Wednesday, March 7, 2007

A Bangkok Success?

A recent NY Times story presents Bangkok as a model for Asia -- a success story in the fight against pollution. The Times reports that that Bangkok has "considerably cleaner air than Beijing, Jakarta, New Delhi and Shanghai." That counts as news?

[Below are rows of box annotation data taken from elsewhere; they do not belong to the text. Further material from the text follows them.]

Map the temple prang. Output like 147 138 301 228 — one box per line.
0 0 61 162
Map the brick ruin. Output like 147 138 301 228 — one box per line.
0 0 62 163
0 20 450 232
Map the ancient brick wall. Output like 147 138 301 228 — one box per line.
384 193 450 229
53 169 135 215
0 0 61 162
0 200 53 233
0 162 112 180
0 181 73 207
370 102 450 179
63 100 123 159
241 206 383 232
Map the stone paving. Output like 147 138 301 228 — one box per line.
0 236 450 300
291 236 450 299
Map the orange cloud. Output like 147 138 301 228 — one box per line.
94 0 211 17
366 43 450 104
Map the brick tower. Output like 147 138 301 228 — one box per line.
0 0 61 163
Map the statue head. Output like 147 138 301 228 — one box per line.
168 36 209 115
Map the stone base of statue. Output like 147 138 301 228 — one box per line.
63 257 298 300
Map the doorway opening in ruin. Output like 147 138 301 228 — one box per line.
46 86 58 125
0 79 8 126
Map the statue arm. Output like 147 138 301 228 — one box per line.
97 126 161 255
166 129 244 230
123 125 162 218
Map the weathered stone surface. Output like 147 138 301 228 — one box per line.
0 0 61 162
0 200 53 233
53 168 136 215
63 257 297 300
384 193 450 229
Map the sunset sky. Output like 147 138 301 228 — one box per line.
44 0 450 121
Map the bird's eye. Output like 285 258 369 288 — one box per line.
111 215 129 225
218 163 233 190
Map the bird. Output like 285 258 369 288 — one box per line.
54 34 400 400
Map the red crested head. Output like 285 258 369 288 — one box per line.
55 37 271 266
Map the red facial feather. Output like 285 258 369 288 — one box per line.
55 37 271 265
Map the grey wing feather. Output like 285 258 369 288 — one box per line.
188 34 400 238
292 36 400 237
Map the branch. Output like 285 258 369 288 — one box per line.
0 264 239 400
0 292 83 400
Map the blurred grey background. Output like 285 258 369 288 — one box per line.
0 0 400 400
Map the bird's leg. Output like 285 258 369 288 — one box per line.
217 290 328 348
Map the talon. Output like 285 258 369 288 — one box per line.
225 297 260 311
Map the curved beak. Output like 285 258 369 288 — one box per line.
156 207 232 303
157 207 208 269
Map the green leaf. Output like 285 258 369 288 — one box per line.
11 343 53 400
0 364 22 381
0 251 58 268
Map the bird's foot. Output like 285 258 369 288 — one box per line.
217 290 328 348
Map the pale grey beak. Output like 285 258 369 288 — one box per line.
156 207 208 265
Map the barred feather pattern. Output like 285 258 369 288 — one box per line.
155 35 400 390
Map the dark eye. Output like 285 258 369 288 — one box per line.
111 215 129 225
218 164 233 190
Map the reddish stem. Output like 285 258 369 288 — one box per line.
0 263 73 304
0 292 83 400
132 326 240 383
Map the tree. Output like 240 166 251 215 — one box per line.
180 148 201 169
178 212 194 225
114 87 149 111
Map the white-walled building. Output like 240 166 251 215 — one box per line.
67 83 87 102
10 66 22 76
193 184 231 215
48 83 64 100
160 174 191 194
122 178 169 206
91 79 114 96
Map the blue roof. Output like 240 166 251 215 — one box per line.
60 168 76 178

RANK --- CITY ---- POPULATION--- COUNTRY -- PER-CAPITA GDP (03)
  • 3 -------- Delhi ---------11,100,000 -------- India --------- $2,900
  • 4 -------- Shanghai -----10,800,000 -------- China -------- $5,000
  • 11 ------ Jakarta ------- 8,400,000 -------- Indonesia -----$3,200
  • 14 ------ Beijing -------- 7,700,000 -------- China ----------$5,000
  • 23 ----- Bangkok ------ 7,000,000 --- ---- Thailand ------- $7,000
Obviously, with fewer inhabitants, Bangkok should have less pollution! Thailand is also a much richer country -- measured on a per-capita basis -- than India, China, or Indonesia. So you would expect the Thais to be able to afford cleaner technologies. Thailand, to its credit, has pressured Toyota and other car and motorbike manufacturers to sell cleaner vehicles in Bangkok:
. . . while the number of motor vehicles registered in Bangkok has increased 40 percent over the past decade, the average levels of the most dangerous types of pollution — small dust particles that become embedded in the lungs — have been cut 47 percent, to 43 micrograms per cubic meter from 83.
Yet, if you had stood beside me on a Bangkok sidewalk yesterday as one dirty smog-emitting bus after another passed by, you too would declare it premature for Bangkok residents to celebrate.

The air in Bangkok remains filthy. Relatively simple measures that would make a real difference to the low quality of air in the Thai capital -- notably regulating bus and tuk-tuk emissions -- have either not been enacted or not been enforced. Bangkok certainly could be a model city for Asia, but it's not there yet.